Bantsuma, birth name Denkichi Tamura, was born in Kodenmachō, Nihonbashi, Tokyo. Bantsuma’s father, a cotton wholesaler named Chōgorō, lived till the age of 71 but his mother, older brother, and sister died when he was young. He attended Jisshi Elementary School (which stands next to the former site of Denma-chō Prison where many the loyal supporters of the Emperor, whom he frequently played in his films, were deeply involved). At school, he was often the leader of the pack and was actively involved in plays. While performing in a school play, Bantsuma froze on stage, unable to recite his lines. Embarrassed, he ran off and stayed in his room, weeping for 10 days.

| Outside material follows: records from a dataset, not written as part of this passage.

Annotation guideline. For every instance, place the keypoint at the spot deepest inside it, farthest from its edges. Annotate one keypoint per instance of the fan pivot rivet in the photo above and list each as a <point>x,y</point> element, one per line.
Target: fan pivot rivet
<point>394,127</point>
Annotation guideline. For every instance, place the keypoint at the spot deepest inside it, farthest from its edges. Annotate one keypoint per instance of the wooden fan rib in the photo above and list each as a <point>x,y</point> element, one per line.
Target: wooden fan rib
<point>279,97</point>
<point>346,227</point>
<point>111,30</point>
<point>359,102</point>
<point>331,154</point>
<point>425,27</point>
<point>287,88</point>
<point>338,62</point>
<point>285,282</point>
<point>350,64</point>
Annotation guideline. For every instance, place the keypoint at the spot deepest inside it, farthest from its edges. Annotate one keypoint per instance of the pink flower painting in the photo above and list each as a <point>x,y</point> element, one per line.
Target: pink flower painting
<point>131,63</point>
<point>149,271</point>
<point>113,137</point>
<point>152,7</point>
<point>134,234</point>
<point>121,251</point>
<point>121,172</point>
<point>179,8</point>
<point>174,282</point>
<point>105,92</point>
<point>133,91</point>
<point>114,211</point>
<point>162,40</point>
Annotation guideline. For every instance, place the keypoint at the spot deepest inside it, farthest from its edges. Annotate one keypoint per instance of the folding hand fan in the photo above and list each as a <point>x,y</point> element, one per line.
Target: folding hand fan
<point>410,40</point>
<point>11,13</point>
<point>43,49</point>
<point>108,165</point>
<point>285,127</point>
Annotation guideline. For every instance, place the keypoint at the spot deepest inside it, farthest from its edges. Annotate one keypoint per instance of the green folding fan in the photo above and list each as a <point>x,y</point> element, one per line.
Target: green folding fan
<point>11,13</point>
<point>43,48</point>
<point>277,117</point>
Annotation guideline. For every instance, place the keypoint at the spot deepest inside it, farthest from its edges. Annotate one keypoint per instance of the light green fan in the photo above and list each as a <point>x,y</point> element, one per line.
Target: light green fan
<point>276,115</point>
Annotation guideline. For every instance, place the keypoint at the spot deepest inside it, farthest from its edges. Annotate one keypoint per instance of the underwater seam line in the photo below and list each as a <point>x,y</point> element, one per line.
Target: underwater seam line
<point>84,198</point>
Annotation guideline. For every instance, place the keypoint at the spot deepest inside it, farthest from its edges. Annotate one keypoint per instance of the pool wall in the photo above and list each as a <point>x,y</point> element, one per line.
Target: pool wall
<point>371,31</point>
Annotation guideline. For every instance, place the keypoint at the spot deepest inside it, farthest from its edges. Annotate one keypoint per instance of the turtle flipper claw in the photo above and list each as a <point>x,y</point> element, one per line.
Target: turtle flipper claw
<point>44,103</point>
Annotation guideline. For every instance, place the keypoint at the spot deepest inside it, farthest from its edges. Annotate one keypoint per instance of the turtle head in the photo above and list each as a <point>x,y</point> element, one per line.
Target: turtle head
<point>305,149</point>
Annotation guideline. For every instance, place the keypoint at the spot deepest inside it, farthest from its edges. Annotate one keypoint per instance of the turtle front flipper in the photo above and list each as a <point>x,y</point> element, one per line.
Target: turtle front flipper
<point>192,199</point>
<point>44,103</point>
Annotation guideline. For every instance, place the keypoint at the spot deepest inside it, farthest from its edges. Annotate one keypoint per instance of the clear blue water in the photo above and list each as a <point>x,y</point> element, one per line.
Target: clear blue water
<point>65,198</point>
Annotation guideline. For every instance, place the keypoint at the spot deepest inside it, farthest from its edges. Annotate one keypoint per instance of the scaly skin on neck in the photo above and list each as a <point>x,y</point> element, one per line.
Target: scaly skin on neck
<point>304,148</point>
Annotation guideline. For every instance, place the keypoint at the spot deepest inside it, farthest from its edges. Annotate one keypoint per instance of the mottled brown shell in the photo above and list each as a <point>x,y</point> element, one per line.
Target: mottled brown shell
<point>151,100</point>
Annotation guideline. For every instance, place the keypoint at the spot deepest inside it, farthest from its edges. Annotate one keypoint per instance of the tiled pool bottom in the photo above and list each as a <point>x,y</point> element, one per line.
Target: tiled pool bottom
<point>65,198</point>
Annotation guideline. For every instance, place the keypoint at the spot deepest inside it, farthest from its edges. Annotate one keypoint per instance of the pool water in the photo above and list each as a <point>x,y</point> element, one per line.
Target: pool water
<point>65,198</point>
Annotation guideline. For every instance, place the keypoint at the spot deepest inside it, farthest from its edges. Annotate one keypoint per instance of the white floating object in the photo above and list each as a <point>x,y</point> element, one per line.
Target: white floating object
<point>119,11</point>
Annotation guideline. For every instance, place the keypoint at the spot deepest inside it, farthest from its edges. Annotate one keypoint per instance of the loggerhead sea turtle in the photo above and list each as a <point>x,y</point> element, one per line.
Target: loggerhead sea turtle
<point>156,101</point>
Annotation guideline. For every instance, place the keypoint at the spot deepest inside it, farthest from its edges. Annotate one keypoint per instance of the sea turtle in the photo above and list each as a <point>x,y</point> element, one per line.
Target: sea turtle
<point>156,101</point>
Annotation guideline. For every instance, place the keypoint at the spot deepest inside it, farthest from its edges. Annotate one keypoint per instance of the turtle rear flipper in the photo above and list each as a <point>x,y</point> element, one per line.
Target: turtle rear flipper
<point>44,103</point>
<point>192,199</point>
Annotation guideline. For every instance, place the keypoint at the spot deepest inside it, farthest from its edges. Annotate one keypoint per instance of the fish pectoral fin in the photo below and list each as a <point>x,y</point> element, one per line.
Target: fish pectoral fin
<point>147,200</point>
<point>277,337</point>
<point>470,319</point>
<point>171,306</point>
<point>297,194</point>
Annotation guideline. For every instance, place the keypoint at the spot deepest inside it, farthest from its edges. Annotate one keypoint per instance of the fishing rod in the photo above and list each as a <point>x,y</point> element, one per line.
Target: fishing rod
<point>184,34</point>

It is said that during this time, he vowed to become someone who would be admired by all.
After the death of his mother, his father’s business soon went bankrupt and Bantsuma was unable to continue his education. After finishing elementary school, he became an apprentice and pupil to Kataoka Nizaemon, a famous kabuki actor. However, in the world of kabuki, lineage was extremely important and Bantsuma struggled to gain fame. He soon changed his artistic direction by joining small theaters and taking small roles at Kokkatsu production firm. In 1922, with Kichimatsu Nakamura, he formed the “Bando Tsumasaburo Troupe,” but it was disbanded very quickly. In 1923, Bantsuma and Kichimatsu were scouted into the film industry by Makino Film Studio.
Early Film Career
Once he joined Makino Film Productions, he began to build a celebrated career as an actor. It was during this period that he became best friends with Rokuhei Susukita, a script writer who wrote almost a hundred scripts for the Makino studio. He introduced complex plot lines, exhilarating action sequences, and unruly anarchy to jidaigeki films, very much in the style of American films. Rokuhei subsequently selected Bantsuma to debut in his film Gyakuryo in 1924, a story about a poor, low-rank samurai whose life is turned upside down by his enemy. In 1925, Bantsuma starred in Kageboshi, another screenplay written by Rokuhei, this time depicting the life of the ‘jovial thief’, Kageboshi.
Bantsuma: The Producer
At the height of his fame, Bantsuma established his own agency in the summer of 1925. It was the first independent production company to be headed by a film star in the history of Japanese cinema. Bantsuma owned most of the rights and would go through the specific scenes and details with the directors. He is said to have been very demanding but his colleagues have explained that this was merely a reflection of his eager and enthusiastic approach to making films. During this time, Bantsuma practically lived in Gion being entertained by Geisha. It is also well known that he liked to flaunt his cash and he often treated his co-workers to a night in Gion with sometimes up to 20 Geisha in one room. In 1926 Bantsuma built a studio outside Kyoto where the Toei Kyoto studio now stands.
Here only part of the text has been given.